Entonces, cuando la tuvo a su alcance, le propinó una fuerte bofetada.

El moño que llevaba Irina quedó deshecho en el acto, y su cara fue zarandeada como si de un muñeco de tela se tratase.

El dragón, la serpiente, no podía quedarse sin realizar ese último gesto de venganza y reprensión sobre la víctima ya ultrajada.

El dragón, la serpiente, tenía muy largas las uñas. Así había sido desde siempre, y ésa era una costumbre de las damas húngaras de cierto abolengo. Se hacía cuidar esas uñas obsesivamente, lo mismo que obligaba a que cepillasen su larga melena durante interminables horas mientras ella, sin inmutarse, se miraba en el espejo, medio cerrados los ojos, perdida en sus pensamientos, mucho más allá de una burda coquetería que nunca sintió. Tales sesiones sólo eran interrumpidas cuando, con el cepillo, alguna infeliz le daba un tirón.
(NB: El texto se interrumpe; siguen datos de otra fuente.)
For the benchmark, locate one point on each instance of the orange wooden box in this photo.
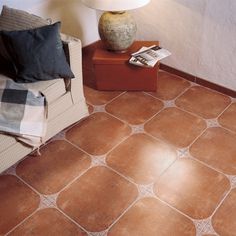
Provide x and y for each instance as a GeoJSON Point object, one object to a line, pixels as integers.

Entonces volvía a relucir su proverbial cólera. Y los castigos. Por ello llevaban tanto cuidado al peinarla y al limarle las uñas.

Cuando la chica elevó el rostro, todavía aturdida por el doloroso impacto que había caído sobre su mejilla con la celeridad del rayo, se vio que tenía un profundo rasguño en el pómulo. También de ahí empezaba a brotar un hilillo de sangre. Sin embargo, la expresión de Erzsébet al contemplar esa herida que acababa de causarle a su criada era de paz absoluta, pese a que momentos antes pareciese toda ella contraída de rabia. Tal fue la fuerza con la que la abofeteó.

Sí, allí, en aquella escena, estaba escrito: lo que hasta ahora no había sido sino un presentimiento, era ahora un estrepitoso clamor, un rugiente bienestar.

La sangre conseguía serenarla.

Tan sencillo y tan perturbador como eso. Su visión, su cercanía, la colmaban. Incluso su parcial visión o su proximidad intuida. El atroz milagro se consumaba minuto a minuto. Por fin veía cuál debía ser la senda a seguir para llegar a la salida del túnel. A la luz que la inundaba con ese sentimiento de plenitud desparramándose por su estómago, por su pecho, por su garganta, por sus sienes, que le zumbaban de felicidad como un avispero.

Al apartar ella un poco la cara, dando a entender que no iba a seguir golpeando, la chica hizo ademán de retirarse. Entonces Erzsébet volvió a mirarla. Lo hizo con un rictus de contenida desesperación dibujado en su faz, como quien asiste a una pérdida irreparable y nada puede hacer por evitarla.

No miraba a la chica, sino su mejilla ensangrentada. Ese ancho y alargado rasguño era lo que sus ojos buscaban. La desgarradura era considerable, pero no sabía qué hacer con lo que acababa de provocar. Ahí estaba lo anhelado y, ahora que lo tenía tan cerca, tan al alcance, se sentía paralizada por completo. Entreabrió la boca como para decir algo, y de hecho musitó unas palabras, aunque fueron dichas casi con dulzura:


Vár-j-ál
…!

Se habían intercambiado los papeles. Ahora era ella quien pedía, casi quien rogaba con la mirada y esas pocas sílabas que nacieron con ribetes de ruego:

—«¡Espera …! ».

Iba a hablarle a la costurera, deseosa de compartir algo, pero no llegó a hacerlo. Sencillamente lo pensó. Una sombra cruzó por su semblante, o quizá fue la penumbra que poco a poco empezaba a apoderarse de aquella estancia.

Se giró por completo, dándole la espalda al grupo de temerosas muchachas que se apelmazaban junto a la puerta como ganado deseoso de salir de sus establos.